The Diamonds of Jeru

   I was totally unaware that “The Diamond of Jeru” had been made into a movie. It was made for cable (USA Network) and is available on DVD. So far, though, all of the copies I’ve seen offered online have been very expensive, but I’ll keep looking. The movie starred Billy Zane, Paris Jefferson, and Keith Carradine, with Jackson Raine and Khoa Do. According to IMBD, it’s “the story of an American scientist and his wife who hire an ex-pat war veteran to act as a guide on a journey up an unchartered Borneo river in search of diamonds.” Reviewers on IMDB have mixed opinions about the movie, to say the least.
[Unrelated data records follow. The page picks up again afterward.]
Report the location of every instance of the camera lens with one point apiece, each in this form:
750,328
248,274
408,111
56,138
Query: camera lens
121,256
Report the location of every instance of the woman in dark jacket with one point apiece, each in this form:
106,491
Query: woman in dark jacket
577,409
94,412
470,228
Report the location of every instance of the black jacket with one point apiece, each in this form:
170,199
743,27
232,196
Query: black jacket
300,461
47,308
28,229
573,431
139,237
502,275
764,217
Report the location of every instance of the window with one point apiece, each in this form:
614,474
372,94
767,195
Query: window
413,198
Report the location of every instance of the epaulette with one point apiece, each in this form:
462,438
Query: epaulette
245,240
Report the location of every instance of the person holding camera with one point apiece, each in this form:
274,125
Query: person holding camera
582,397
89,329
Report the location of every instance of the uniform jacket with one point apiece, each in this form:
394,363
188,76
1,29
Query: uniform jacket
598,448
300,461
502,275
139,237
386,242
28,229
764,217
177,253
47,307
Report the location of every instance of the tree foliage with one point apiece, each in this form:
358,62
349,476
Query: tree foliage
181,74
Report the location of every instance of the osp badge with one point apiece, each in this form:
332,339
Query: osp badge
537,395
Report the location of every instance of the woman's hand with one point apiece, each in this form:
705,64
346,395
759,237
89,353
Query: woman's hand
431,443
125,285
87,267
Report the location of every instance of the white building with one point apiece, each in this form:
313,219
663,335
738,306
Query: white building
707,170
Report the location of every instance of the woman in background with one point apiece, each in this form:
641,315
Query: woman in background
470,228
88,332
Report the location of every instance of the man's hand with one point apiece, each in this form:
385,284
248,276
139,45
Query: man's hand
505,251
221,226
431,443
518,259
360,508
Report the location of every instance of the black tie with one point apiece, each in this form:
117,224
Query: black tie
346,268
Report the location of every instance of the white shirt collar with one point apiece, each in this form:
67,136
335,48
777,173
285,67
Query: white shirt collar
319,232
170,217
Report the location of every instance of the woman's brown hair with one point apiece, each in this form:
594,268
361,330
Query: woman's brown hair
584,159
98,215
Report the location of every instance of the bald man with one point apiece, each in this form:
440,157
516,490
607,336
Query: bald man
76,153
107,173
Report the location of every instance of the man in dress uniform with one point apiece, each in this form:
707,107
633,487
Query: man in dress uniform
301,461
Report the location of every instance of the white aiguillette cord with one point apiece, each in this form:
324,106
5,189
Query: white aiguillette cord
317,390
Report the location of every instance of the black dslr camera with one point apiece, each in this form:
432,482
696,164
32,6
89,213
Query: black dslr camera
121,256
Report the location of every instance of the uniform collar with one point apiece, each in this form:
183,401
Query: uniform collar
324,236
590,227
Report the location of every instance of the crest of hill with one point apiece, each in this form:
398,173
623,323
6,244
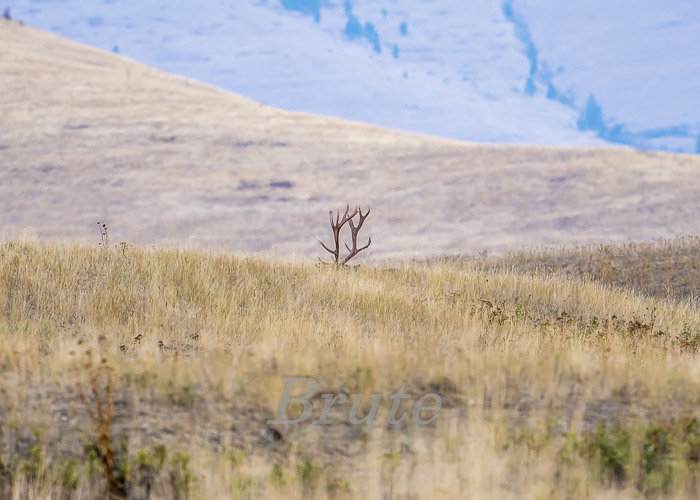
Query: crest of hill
87,135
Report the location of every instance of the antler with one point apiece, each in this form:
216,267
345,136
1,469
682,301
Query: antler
337,224
356,229
336,229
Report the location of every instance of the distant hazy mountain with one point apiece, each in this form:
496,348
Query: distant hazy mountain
519,71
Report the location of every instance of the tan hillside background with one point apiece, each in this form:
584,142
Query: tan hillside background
87,135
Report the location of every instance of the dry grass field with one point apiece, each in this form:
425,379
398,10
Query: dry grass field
552,386
151,369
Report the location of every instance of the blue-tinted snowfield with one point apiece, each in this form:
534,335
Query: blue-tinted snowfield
519,71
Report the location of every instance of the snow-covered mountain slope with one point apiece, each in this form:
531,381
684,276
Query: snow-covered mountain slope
482,70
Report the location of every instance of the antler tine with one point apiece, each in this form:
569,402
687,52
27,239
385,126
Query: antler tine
355,230
336,226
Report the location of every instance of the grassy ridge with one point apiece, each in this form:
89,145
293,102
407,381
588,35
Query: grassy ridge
551,384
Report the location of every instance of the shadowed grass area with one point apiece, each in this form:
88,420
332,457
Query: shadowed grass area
551,384
668,268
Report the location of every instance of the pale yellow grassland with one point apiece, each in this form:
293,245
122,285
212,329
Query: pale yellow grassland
516,375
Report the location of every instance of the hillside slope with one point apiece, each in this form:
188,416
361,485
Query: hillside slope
88,135
516,71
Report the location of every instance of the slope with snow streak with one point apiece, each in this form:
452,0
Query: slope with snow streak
86,135
450,69
638,61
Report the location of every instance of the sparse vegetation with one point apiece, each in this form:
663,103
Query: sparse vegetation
554,383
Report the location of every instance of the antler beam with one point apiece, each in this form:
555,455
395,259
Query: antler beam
336,224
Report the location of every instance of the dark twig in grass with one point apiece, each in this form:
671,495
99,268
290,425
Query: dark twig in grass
101,415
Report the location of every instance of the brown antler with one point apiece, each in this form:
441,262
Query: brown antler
336,230
337,225
356,229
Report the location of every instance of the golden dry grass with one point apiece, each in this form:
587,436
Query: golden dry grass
86,135
570,373
529,366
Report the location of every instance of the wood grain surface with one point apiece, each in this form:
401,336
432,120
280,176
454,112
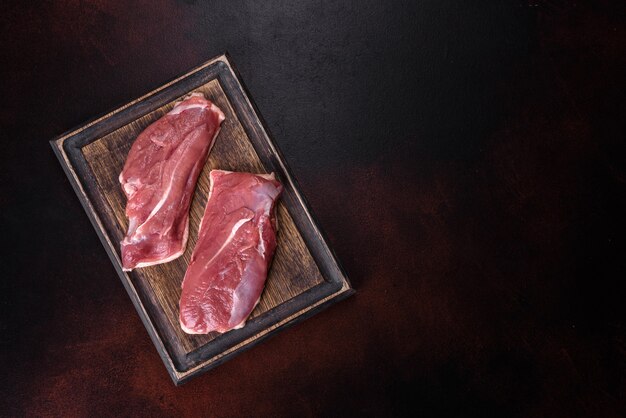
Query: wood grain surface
295,285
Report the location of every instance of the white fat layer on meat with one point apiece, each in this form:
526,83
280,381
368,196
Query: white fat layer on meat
171,257
164,196
230,238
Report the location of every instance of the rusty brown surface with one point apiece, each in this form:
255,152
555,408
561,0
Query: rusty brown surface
465,161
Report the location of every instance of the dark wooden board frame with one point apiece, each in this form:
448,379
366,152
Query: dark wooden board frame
335,287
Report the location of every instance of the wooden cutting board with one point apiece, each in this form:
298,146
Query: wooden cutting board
304,276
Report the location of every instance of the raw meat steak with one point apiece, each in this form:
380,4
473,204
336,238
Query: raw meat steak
159,178
229,264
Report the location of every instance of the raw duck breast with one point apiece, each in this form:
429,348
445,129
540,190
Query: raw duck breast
159,179
236,243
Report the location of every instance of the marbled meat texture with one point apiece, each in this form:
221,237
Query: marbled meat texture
236,243
159,178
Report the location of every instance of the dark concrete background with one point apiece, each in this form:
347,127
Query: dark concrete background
466,161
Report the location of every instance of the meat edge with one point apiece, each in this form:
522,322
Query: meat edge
174,256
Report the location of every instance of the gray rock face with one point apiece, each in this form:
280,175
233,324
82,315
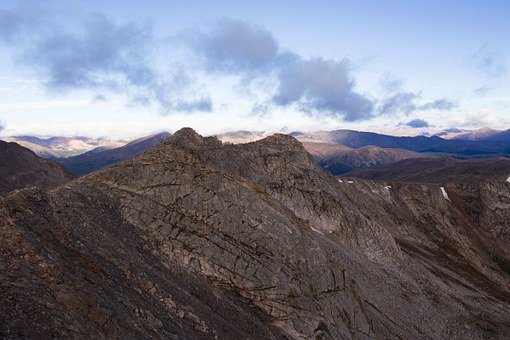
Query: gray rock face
199,240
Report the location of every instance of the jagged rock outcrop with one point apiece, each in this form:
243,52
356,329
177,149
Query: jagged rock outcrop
20,168
199,240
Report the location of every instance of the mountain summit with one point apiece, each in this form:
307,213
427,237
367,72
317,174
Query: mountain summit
195,239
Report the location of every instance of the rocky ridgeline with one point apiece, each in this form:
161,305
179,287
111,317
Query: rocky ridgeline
199,240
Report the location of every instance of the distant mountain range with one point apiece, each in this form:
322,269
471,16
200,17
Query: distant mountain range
434,144
439,170
198,239
484,134
339,159
20,168
53,147
100,158
337,151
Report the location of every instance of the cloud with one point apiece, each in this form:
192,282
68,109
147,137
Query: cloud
322,85
489,62
406,103
27,17
417,123
235,45
391,84
439,104
482,91
401,102
317,85
97,54
103,55
202,104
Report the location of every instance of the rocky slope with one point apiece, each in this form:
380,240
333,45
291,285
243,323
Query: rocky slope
20,168
198,240
100,158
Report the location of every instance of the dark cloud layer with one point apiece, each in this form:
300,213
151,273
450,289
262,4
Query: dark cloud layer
406,103
235,45
103,55
322,85
418,123
402,102
315,85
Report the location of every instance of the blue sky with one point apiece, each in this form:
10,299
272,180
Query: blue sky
127,69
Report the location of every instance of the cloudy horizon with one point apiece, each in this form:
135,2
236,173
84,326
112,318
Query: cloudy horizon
85,68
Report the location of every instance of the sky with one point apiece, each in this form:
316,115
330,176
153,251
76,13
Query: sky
126,69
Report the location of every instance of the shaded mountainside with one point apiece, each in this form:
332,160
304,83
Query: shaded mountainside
99,158
439,170
198,240
20,168
357,139
339,159
54,147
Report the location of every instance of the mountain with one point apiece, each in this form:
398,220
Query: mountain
472,135
195,239
99,158
20,167
439,170
338,159
358,139
53,147
500,136
241,136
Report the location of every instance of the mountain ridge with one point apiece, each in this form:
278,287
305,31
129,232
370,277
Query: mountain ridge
211,240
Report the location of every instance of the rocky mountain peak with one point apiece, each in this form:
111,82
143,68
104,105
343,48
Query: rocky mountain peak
189,138
282,139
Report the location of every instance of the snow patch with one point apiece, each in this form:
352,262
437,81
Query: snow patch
445,194
317,231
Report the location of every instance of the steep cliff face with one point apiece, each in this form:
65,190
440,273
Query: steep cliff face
199,240
20,168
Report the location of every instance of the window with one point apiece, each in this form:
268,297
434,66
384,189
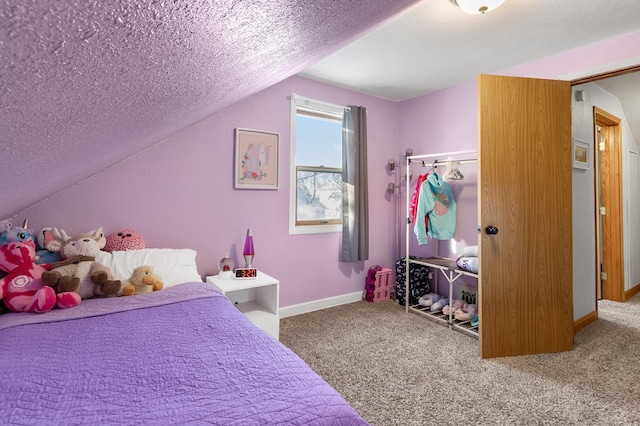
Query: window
316,167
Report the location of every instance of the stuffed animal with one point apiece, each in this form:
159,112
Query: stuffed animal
78,271
43,255
143,280
123,240
17,233
22,289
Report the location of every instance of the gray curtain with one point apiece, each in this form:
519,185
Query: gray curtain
355,200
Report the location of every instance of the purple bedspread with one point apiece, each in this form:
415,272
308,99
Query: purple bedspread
183,355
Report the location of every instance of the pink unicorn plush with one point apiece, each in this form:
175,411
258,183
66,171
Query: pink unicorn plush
22,289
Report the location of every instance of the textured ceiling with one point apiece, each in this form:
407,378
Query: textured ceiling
434,45
85,84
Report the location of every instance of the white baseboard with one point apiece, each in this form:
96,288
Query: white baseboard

   By the way, there’s one synopsis right there.

   As for L’Amour’s detective stories, I enjoyed the one collection of them that I read quite a bit. On the other hand, once again there was nothing in them that knocked my socks off. I’m sure any reader of the detective pulps could come up with a selection of stories from any other pulp writer equally as good, if not better.